Avec son livre La nature comme marchandise, Antoine Costa montre que «l’économie transforme tout ce qui s’approche d’elle en marchandise». Ainsi, en donnant «un prix à l’air, à l’eau, aux espèces et à l’ensemble de l’environnement, l’économie achève dans un même mouvement de saccager en protégeant».

Introduction

Contre leur défense de l’environnement (2018) : Antoine Costa présente une série de données illustrant l’intensité du réchauffement climatique et l’ampleur de la perte de diversité observées récemment, puis aborde :

  • les débuts du capitalisme;
  • l’adoption du «capitalisme fossile»;
  • l’utilisation du «droit» de propriété et des brevets sur la mer et sur le vivant;
  • l’affirmation que seul ce qui peut être quantifié peut être protégé;
  • l’utilisation de la quantification pour tout transformer en marchandise;
  • la mathématisation de l’économie au service des spéculateurs et son effet sur les marchés et les prix;
  • les projets de géo-ingénierie;
  • l’objectif de ce livre.

Histoire de la compensation (2017) : Christophe Bonneuil décrit les nombreuses décisions de l’administration Trump pour réduire la réglementation environnementale.
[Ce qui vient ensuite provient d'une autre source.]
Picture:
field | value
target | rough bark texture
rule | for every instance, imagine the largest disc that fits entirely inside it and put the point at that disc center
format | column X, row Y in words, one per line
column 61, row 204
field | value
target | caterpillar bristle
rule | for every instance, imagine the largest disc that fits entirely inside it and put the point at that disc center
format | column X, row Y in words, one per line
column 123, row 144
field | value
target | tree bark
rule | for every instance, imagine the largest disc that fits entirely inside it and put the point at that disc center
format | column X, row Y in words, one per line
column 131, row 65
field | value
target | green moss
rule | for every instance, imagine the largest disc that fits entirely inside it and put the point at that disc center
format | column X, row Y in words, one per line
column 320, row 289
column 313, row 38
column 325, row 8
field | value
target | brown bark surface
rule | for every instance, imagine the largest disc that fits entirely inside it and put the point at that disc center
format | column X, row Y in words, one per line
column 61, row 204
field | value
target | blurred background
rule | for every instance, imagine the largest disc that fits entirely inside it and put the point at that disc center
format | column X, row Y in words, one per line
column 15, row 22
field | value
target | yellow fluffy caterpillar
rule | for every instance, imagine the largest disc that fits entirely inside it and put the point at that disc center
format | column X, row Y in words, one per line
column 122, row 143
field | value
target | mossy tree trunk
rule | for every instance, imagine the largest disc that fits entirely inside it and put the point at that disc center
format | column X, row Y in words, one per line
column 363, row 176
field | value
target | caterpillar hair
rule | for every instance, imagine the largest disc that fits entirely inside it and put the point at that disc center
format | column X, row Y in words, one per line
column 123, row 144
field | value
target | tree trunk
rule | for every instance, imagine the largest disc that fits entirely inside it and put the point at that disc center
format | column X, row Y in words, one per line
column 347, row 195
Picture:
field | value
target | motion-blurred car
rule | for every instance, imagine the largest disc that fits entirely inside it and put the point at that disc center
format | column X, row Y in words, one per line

Il commente ensuite l’évolution des mesures environnementales aux États-Unis depuis les années 1970 en fonction des pressions sociales, économiques et politiques. Il poursuit en analysant l’impact des lobbys anti-environnementaux et se questionne sur l’efficacité de l’utilisation des mécanismes de marché pour lutter contre la pollution et le réchauffement climatique.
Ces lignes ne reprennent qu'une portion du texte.